Although Swanky Retro has never encountered a piece of
furniture from this artist, we love his designs and philosophy so much that
we’d probably keep anything we did find for ourselves!
The artist/philosopher/architect who is known as the father
of the American Craft Movement, George Katsutoshi Nakashima (1905–1990) made it
his mission to guard the souls of trees. He felt that the trees were his relatives
and deserving of great respect.
Photo credit:
craftinamerica.org
Most of his furniture pieces incorporate the natural
knotholes and gaps in the wood, taking the natural beauty of the tree’s shape
and enhancing it. He explains his philosophy in his autobiography written in
1981, The Soul of a Tree: A Woodworker’s
Reflections.
While many of his contemporaries fiddled with stainless
steel, Formica and molded plastic, Nakashima worked in wood: walnut, bubinga,
rosewood, and cherry.
He
often contemplated a piece of wood for years, meditating with it, before a
design took shape.
Photo credit:
chubbcollectors.com
His signature designs are his large-scale free-form tables
with tops made from a single piece of wood with unfinished edges that follow
the natural shape of the wood.
Born in Spokane, Washington, Nakashima received his masters
in architecture from MIT. His career took him everywhere from New York, to
Paris, Tokyo, and Pondicherry, India where the local ashram’s guru dubbed him
“Sundarananda,” which is Sanskrit for “One who delights in beauty.”
Throughout his lifetime, Nakashima explored the intrinsic
beauty and expressive qualities of wood. His bond with nature began with his
boyhood experiences as an Eagle Scout.

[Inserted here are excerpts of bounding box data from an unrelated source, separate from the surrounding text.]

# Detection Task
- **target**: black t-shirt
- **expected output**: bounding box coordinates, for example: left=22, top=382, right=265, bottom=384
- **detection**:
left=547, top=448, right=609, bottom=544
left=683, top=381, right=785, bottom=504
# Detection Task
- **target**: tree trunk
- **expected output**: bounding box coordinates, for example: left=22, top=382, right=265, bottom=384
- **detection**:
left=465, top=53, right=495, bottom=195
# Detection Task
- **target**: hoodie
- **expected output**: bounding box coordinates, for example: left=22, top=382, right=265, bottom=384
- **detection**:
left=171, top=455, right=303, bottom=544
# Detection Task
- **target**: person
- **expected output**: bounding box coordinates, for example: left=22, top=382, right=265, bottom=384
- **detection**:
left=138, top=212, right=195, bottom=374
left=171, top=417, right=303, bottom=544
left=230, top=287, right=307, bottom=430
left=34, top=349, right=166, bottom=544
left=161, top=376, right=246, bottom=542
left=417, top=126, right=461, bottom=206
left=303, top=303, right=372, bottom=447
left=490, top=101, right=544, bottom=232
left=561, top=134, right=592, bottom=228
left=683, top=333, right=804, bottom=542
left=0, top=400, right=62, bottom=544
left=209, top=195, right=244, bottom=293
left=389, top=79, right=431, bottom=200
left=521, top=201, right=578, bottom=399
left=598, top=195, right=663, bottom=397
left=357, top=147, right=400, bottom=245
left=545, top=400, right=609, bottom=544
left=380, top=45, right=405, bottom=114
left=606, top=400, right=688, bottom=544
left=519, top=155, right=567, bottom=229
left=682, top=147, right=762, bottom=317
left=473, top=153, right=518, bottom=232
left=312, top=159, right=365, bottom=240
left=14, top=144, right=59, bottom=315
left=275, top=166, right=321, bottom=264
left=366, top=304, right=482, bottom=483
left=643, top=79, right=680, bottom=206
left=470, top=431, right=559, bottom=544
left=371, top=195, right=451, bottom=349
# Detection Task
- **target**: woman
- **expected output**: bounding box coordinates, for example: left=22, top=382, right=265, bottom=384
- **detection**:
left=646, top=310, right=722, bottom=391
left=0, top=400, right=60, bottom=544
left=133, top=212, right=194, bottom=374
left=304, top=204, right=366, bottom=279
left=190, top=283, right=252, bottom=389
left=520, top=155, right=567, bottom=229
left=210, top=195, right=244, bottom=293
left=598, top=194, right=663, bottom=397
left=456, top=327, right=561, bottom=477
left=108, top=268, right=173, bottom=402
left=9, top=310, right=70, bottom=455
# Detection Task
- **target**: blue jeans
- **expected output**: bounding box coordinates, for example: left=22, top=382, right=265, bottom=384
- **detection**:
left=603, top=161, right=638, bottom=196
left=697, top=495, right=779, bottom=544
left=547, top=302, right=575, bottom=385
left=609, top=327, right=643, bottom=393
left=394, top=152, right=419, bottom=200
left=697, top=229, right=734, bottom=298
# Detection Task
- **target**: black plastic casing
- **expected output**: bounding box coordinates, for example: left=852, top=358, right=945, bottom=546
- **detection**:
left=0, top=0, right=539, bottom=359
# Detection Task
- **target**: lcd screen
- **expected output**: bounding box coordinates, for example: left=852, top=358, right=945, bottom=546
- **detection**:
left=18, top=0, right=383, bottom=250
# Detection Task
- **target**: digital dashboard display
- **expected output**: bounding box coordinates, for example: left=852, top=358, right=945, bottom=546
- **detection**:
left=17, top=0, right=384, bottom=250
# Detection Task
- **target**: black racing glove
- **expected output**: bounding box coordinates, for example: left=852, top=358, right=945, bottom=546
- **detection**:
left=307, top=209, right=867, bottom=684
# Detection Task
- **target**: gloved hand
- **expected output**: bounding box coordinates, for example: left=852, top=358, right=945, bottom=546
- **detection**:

He studied woodworking with a Japanese
master and learned the ancient techniques of joinery.
He
was fascinated with the Japanese Folk Art movement that he encountered in the
1930s, which called for a return to traditional techniques and craftsmanship.
Photo credit: badluxury.blogspot.com
He was often interested in what other woodworkers would
throw away, using their discards and turning them into astoundingly beautiful
pieces. He preferred keeping things “hand-cut, with a built up penetrating oil
finish so that the surface took on a greater smoothness, depth, and shimmer,
bringing out the intricate dazzle of the grains. Some grains look almost
three-dimensional.”
Photo credit:
badluxury.blogspot.com
Nakashima’s work achieves a warmth, grace and purity that
make it so universally appealing and appropriate, and with the same flourish of
movement as a Picasso.
He
is truly in a category by himself, creating an aesthetic bridge between East
and West.
“People feel that living with a Nakashima can give them
peace. Especially in this world, which is so fast and materialistic . . . You
can’t sit on a Nakashima chair and think bad thoughts,” says Mira
Nakashima-Yarnall, George Nakashima’s daughter and torchbearer.
Mira has reopened the Nakashima Studio in New
Hope, Pennsylvania, and continues to make some of the more popular and famous
designs of her father’s including the conoid chair (see photo).
Conoid chair. Photo credit: Rosemary McKittrick
Nakashima wrote in his autobiography that he believed
furniture should be used and lived with, that scratches and dents add character
to the pieces (a process he described as "Kevinising" after his son Kevin who had made several scratches on furniture in their home). He was quite selfless, and many historians have remarked about
his distinct lack of ego: he refused to sign pieces until 1980—and then only in
India ink with a felt-tip pen—and then only under pressure because so many imitators
were beginning to copy his work.
Nakashima often jokingly referred to himself as a “Hindu
Catholic Shaker Japanese American.” He believed in the Shaker work ethic,
directing his endeavors toward the divine and making things useful and
beautiful, as simply as possible. He said, “My relationship to furniture and
construction is basically my dialog with a tree, with a complete and psychic
empathy.”
His pieces are very expensive (a Frenchman's Cove style table on PBS's Antiques Roadshow was appraised at $50-60 K, some pieces have sold for $500,000). George Nakashima
was such a citizen of the world that there is global interest in his works.
1952 – gold medal for craftsmanship, American Institute of
Architecture
1979 – made Fellow of the American Craft Council
1981 – Hazlett Award
The Martin Guitar Company has honored George Nakashima with
the Claro Walnut Commemorative Edition acoustic guitar:
Several Nakashima pieces are on display at the James A.
Michener Art Museum in Doylestown, PA. Many other important museums have Nakashima items as well.